When I think back to my years in high school, I remember essays, tests, pop quizzes, and the occasional assignment. Aside from
the projects and labs that we did in Physics and Chemistry, rarely was I asked to design my own project, reflect on how I was learning or being assessed, and never did I ever conference with a teacher about my learning. Last year, I worked through a Project-Based Learning unit where I gave constant feedback daily and students created questions, delved into subjects of their own choice, and made connections to the curriculum. In the end, I handed them a rubric with a grade and some comments on it. How were they supposed to learn from a piece of paper? It was during this unit, where I realized that I needed to re-evaluate how I give and more importantly, use feedback.
In the process of Design Thinking (See @lmcbeth’s post here), the empathizing piece is so important. How do I design a project that pushes 21st-century students to engage their interests and work to their own potential? Then, how do I create a system of feedback that is both constructive and immediate with an assessment process that allows for student reflection and learning? Ideally, learning FROM the rubrics, comments and feedback I provide on a continual basis.
My goal is to devise a feedback process that is more immediate, can be applied to any type of assessment, and is clearly visible along the way. Ideally, I’d like to redesign my classroom as well – with feedback and assessment in mind.
Most recently, I have reached out to both @ddoucet and my Director in Teaching and Learning (Dave Krocker) to discuss making rubrics and post-assessment feedback more effective. From these conversations, my co-teacher and I redesigned the rubric (A great post on how to build a more meaningful rubric on Edutopia), asked students to submit self-reflections based on where they sat – Below, At, or Above standard. The key here was asking students ‘Why?”. Some responses…
After this, we conferenced with the students regarding their rubric and their self-reflection – this process often resulted with an ‘Ah ha’ moment for some of the students. It was clear to both myself and them that there is a need for more instances of feedback throughout the process – this is something that I need to focus on and has been an area of growth for me for quite awhile now. Somehow, I also want to redesign my space both in real life and online to better my feedback and increase student learning. I’m certainly on my way, but much more growth lies ahead.
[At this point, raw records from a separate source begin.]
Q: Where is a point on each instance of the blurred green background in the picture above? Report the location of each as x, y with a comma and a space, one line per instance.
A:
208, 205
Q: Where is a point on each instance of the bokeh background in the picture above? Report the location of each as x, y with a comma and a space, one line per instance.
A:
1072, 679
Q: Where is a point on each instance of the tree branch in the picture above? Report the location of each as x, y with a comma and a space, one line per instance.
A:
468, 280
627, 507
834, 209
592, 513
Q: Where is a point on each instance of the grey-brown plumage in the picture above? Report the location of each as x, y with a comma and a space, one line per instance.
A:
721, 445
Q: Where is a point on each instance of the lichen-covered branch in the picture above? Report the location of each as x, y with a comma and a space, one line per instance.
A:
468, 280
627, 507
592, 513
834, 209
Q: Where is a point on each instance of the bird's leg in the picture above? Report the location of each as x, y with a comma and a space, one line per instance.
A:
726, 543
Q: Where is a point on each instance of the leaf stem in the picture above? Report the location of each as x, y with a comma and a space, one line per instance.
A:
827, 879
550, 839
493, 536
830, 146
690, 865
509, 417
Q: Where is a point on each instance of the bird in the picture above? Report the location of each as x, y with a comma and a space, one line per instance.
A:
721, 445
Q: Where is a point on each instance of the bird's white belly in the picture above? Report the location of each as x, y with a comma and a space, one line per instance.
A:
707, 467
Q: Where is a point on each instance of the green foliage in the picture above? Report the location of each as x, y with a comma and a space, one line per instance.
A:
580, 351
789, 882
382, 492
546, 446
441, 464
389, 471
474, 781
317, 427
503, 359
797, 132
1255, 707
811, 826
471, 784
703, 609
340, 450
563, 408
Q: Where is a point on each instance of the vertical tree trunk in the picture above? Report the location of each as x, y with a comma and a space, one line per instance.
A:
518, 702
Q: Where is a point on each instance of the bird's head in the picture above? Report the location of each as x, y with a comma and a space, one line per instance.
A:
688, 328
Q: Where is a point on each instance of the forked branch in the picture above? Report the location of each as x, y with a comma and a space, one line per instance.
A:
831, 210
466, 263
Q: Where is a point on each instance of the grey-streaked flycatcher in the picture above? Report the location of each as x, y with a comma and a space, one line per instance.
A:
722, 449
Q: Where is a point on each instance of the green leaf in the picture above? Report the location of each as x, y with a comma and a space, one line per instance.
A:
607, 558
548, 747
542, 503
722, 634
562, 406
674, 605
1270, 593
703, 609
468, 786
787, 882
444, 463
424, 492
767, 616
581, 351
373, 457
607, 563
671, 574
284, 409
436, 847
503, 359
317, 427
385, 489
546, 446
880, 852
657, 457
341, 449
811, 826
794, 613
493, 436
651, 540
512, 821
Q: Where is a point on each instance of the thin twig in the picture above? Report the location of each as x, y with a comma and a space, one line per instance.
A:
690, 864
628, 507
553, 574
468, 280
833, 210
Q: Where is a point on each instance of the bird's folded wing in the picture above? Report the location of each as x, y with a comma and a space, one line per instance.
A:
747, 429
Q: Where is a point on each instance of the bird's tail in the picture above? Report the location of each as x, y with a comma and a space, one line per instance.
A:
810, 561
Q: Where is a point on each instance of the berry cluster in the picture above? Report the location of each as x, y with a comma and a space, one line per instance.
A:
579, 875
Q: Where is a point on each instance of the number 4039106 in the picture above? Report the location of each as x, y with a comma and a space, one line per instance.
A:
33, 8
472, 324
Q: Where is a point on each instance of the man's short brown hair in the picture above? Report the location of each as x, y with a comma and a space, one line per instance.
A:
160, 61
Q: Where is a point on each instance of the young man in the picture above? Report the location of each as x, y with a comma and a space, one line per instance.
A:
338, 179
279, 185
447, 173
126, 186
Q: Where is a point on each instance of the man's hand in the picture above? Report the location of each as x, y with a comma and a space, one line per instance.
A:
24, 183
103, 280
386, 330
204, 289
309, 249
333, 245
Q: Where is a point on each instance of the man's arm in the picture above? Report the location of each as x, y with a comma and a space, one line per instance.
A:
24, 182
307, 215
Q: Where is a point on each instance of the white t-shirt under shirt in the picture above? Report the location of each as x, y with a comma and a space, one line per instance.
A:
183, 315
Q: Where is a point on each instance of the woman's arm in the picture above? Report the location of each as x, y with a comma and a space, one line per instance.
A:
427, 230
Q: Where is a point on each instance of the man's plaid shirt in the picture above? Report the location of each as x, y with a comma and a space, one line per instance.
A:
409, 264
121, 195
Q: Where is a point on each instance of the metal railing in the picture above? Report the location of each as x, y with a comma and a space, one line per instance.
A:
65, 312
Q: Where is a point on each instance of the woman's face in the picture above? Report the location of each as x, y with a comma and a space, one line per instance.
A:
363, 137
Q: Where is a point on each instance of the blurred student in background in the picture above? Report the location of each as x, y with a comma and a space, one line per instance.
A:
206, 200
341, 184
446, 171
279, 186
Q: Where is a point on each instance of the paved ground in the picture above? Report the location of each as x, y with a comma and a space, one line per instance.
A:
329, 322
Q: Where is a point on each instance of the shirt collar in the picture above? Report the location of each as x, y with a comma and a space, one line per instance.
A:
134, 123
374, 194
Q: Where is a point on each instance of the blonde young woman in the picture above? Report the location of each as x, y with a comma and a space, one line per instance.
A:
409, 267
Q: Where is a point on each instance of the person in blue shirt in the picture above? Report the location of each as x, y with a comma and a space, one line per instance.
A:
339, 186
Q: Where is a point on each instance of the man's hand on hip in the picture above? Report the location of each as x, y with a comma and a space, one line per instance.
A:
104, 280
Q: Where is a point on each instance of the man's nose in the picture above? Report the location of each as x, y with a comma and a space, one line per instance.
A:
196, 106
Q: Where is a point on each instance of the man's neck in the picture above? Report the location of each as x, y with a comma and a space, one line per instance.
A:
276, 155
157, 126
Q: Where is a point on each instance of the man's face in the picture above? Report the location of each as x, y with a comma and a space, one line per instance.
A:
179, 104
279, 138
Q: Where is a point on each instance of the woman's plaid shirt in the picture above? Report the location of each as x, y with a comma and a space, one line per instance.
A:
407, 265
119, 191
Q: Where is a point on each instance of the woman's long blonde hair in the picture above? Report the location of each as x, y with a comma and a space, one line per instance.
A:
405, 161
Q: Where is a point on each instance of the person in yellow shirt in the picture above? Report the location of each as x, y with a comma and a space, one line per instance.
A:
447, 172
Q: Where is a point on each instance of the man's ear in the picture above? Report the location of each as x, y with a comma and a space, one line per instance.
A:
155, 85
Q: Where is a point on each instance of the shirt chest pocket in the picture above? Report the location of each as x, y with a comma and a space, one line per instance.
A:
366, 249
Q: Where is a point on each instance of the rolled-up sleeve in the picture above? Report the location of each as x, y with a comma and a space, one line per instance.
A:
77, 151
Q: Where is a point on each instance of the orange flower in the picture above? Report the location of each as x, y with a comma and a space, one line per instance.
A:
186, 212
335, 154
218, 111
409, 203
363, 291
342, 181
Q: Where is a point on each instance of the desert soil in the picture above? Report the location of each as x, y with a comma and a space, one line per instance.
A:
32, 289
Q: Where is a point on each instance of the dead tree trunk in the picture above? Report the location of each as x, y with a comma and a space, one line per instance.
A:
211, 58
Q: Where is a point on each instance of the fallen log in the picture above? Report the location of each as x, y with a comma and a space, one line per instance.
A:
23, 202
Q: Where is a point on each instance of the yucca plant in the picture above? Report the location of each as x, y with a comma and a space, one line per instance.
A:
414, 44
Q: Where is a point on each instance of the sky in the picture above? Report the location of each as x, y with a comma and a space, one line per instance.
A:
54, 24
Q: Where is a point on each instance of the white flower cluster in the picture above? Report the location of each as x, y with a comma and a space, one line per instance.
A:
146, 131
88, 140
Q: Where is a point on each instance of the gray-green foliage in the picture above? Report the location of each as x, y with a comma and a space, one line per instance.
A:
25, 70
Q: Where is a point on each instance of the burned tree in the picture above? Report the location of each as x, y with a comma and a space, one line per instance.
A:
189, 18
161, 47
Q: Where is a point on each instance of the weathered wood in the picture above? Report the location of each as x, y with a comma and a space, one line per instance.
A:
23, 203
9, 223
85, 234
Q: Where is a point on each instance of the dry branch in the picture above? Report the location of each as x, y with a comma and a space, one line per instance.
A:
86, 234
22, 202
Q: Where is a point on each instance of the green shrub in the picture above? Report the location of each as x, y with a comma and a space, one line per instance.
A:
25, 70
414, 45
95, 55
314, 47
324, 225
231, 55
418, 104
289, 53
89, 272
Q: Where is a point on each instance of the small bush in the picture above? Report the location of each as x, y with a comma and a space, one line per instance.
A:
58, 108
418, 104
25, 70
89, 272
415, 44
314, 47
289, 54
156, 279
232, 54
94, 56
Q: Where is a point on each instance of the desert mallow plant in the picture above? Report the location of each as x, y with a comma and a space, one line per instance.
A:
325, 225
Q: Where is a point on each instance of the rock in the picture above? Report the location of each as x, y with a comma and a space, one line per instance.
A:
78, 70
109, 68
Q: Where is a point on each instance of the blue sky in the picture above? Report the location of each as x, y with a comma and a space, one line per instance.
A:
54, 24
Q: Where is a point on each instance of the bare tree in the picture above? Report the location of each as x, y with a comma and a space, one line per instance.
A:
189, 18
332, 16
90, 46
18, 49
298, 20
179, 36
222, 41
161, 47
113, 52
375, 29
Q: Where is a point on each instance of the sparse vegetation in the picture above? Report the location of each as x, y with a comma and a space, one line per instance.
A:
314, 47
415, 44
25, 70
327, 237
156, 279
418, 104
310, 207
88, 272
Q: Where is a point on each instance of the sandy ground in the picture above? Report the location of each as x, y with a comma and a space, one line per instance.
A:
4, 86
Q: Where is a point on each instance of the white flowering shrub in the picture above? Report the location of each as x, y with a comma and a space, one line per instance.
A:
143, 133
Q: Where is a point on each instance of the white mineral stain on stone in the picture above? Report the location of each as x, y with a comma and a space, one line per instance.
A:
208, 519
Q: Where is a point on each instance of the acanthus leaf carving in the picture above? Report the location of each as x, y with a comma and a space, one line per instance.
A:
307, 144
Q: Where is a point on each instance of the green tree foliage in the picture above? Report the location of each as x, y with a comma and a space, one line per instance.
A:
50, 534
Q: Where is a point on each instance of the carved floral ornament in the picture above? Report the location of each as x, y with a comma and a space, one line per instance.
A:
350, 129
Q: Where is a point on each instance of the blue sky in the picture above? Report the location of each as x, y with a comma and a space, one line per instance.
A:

Throughout our last F2F, applying the Design model to this problem brought to light many new insights and ideas. The numerous conversations fueled a new appreciation for what assessment is really supposed to look like. A big thank you to @ksolowey, @gnichols, @lmcbeth, & @ddoucet along with many others in the Cohort 21 group who gave me great feedback and ideas to move forward with.
At the end of the day, great assessments are only the starting point. What they do with their feedback is where true learning and growth really happens.
I’d love to hear your thoughts on feedback and assessment. What are other techniques that you use to make sure feedback is actually used to enhance learning? How do you make it consistent and timely?